After the functional units and registers have been allocated, the interconnection among them is constructed by tracing the execution of the operations in Figs. 6 and 7. The final dynamic pipelined datapath then is completed and depicted in Fig. 9 . A controller is designed to sequence datapath hardware units with run-time determined latencies according to dynamic pipelined scheduling, which is simplified represented by with the state transition graph shown in Fig. 7 .
IV. EXPERIMENTAL RESULTS
The dynamic pipelined FCC architecture aforementioned has been designed and simulated in Verilog based on the 0.8-m cell library. Four pictures were used to test the processing speed of the dynamic pipelined design and the two sequential designs [1] , [6] . The compared results with the two sequential designs are reported in Table II . In it, column "file size" shows the file sizes of these pictures. Moreover, columns "sequential [6] ," "sequential [1] ," and "dynamic pipelining [ 3 ] " show the total state number required for two sequential designs and the proposed dynamic pipelined design to process these pictures, respectively. The results show that averagely about 2.7 and 2 times speedup compared with the sequential designs, respectively, can be obtained.

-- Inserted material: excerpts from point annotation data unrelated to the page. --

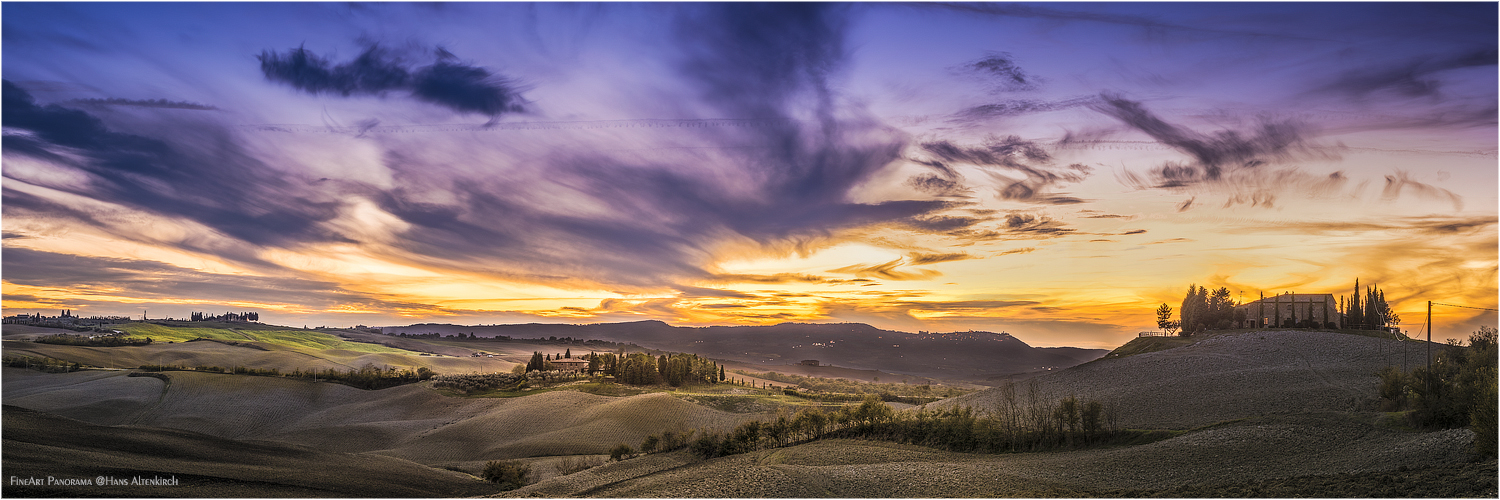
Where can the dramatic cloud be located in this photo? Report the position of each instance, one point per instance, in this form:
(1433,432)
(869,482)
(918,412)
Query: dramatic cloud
(933,259)
(203,174)
(1001,71)
(446,81)
(101,278)
(1034,225)
(1002,156)
(1017,107)
(1413,78)
(144,104)
(887,271)
(1430,225)
(708,164)
(1089,213)
(1400,182)
(1212,156)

Besides the state numbers shown in Table II , the simulation results show that the latency values of the dynamic pipelined deign vary from 5 to 12. The average latencies L for the dynamic pipelined design to process the four pictures are also listed in Table II . From the point of theoretical analysis, we can find that from Fig. 6 the execution time of each iteration of the sequential FCC architecture [1] needs 19 cycles, since it shall use the longest 12 cycles to process the inner section. But the proposed dynamic pipelined FCC architecture only needs 9.5 cycles on average, which is the average value of Ls of the four cases shown in Table II , to run each iteration of FCC. Therefore, we get the Table II .

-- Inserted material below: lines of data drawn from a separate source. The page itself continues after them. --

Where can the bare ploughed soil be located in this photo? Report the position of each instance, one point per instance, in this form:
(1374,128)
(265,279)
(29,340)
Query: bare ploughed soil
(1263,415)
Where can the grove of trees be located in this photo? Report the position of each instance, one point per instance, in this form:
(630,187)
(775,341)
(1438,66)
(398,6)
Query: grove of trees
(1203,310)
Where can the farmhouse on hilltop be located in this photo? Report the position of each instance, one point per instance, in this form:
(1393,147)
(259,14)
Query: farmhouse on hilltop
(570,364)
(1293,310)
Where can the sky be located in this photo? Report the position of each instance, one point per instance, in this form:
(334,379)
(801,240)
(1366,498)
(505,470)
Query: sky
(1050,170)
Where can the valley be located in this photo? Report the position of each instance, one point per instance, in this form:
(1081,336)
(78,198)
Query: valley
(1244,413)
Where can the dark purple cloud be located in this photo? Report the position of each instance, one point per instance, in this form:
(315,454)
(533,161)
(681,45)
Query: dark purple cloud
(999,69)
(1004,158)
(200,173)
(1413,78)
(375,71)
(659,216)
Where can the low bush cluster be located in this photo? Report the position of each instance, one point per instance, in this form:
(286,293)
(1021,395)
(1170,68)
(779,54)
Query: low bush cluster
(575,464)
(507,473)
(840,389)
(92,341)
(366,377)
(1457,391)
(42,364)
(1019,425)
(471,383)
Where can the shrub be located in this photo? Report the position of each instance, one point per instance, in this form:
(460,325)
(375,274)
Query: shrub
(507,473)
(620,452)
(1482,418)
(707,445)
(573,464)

However, hardware overhead is needed to achieve the 2 times speedup. Comparing the sequential and dynamic pipelined datapaths shown in Figs. 2 and 9 , the penalty paid for the speedup is extra area overhead including more pipelined registers and a somewhat larger controller. In addition, the total area of one multiplier and one divider used in the dynamic pipelined architecture is larger than the area of one ALU in the sequential architecture that can perform multiplication and division operations. In the future, how to reduce the area of datapath such as using the table look-up method to replace some larger functional units is our next goal.
V. CONCLUSION
This brief has presented a dynamic pipelined architecture for the fuzzy tree color correction algorithm FCC. It describes the design process of the FCC dynamic pipelined architecture, which performs a nested loop with data-dependent number of iterations and data-dependent branches, using the variable latencies and speculative computation. The pipeline latencies of the designed architecture are depended on the execution length of the inner section and are naturally unfixed. Experimental results show that the dynamic pipelined FCC architecture obtains about 2 times speedup with a slight area overhead.